Sato Tatsuya, Yonezawa Ikuho, Onda Shingo, Yoshikawa Kei, Takano Hiromitsu, Shimamura Yukitoshi, Okuda Takatoshi, Kaneko Kazuo
Department of Orthopedic Surgery, Juntendo University School of Medicine, Tokyo, Japan.
Medicine (Baltimore). 2017 Sep;96(36):e7895. doi: 10.1097/MD.0000000000007895.
A hyperlordosis deformity of the lumbar spine is relatively rare, and surgical treatment has not been comprehensively addressed. In this case report, we describe the clinical presentation, surgical treatment, and medium-term follow-up of a patient presenting with a progressive lumbar hyperlordosis deformity after resection of a spinal lipoma associated with spina bifida.
The patient was a 20-year-old woman presenting with a progressive hyperlordosis deformity of the lumbar spine associated with significant back pain (visual analog pain score of 89/100 mm), but with no neurological symptoms.
The lumbar lordosis (LL), measured on standing lateral view radiographs, was 114°, with a sagittal vertical axis (SVA) of -100 mm. The patient had undergone excision of a lipoma, associated with spina bifida of the lumbar spine, at 7 months of age.She was first evaluated at our hospital at 18 years of age for progressive spinal deformity and lumbago.
An in situ fusion, from T5 to S1, using pedicle screws with bone graft obtained from the iliac crest, was performed.
Postoperatively, the LL decreased to 93°, and the SVA decreased to -50 mm. The decision to not correct the hyperlordosis deformity fully was intentional. Seven years and 1 month postsurgery, the patient had no limitations in standing and walking and reported a pain score of 8/100 mm; there was no evidence of a loss of correction.

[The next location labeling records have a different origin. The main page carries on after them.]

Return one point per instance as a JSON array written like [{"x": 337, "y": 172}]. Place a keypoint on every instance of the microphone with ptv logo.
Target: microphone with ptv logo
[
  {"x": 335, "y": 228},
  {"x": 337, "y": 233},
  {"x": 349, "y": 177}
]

Lumbar hyperlordosis after resection of a spinal lipoma associated with spina bifida is rare. Posterior fixation provided an effective treatment in this case. As the lumbar hyperlordosis deformity is often high, correction can be difficult. In this case, although the correction and fusion were performed in situ, there was no progression of either the deformity or the lumbago. Early detection remains an essential component of effective treatment, allowing correction when the spinal deformity is easily reversible.
腰椎前凸畸形相对少见,手术治疗尚未得到全面探讨。在本病例报告中,我们描述了一名患者的临床表现、手术治疗及中期随访情况,该患者在切除与脊柱裂相关的脊髓脂肪瘤后出现进行性腰椎前凸畸形。
患者为一名20岁女性,表现为腰椎进行性前凸畸形,伴有严重背痛(视觉模拟疼痛评分89/100mm),但无神经症状。
站立位侧位X线片测量的腰椎前凸(LL)为114°,矢状垂直轴(SVA)为-100mm。患者7个月大时接受了与腰椎脊柱裂相关的脂肪瘤切除术。她18岁时因进行性脊柱畸形和腰痛首次在我院接受评估。
采用取自髂嵴的骨移植,使用椎弓根螺钉进行从T5至S1的原位融合。
术后,LL降至93°,SVA降至-50mm。不完全矫正前凸畸形是有意决定的。术后7年1个月,患者站立和行走无限制,疼痛评分为8/100mm;无矫正丢失的证据。
与脊柱裂相关的脊髓脂肪瘤切除术后的腰椎前凸罕见。后路固定在本病例中提供了有效的治疗。由于腰椎前凸畸形通常较高,矫正可能困难。在本病例中,尽管原位进行了矫正和融合,但畸形和腰痛均未进展。早期发现仍然是有效治疗的重要组成部分,以便在脊柱畸形易于逆转时进行矫正。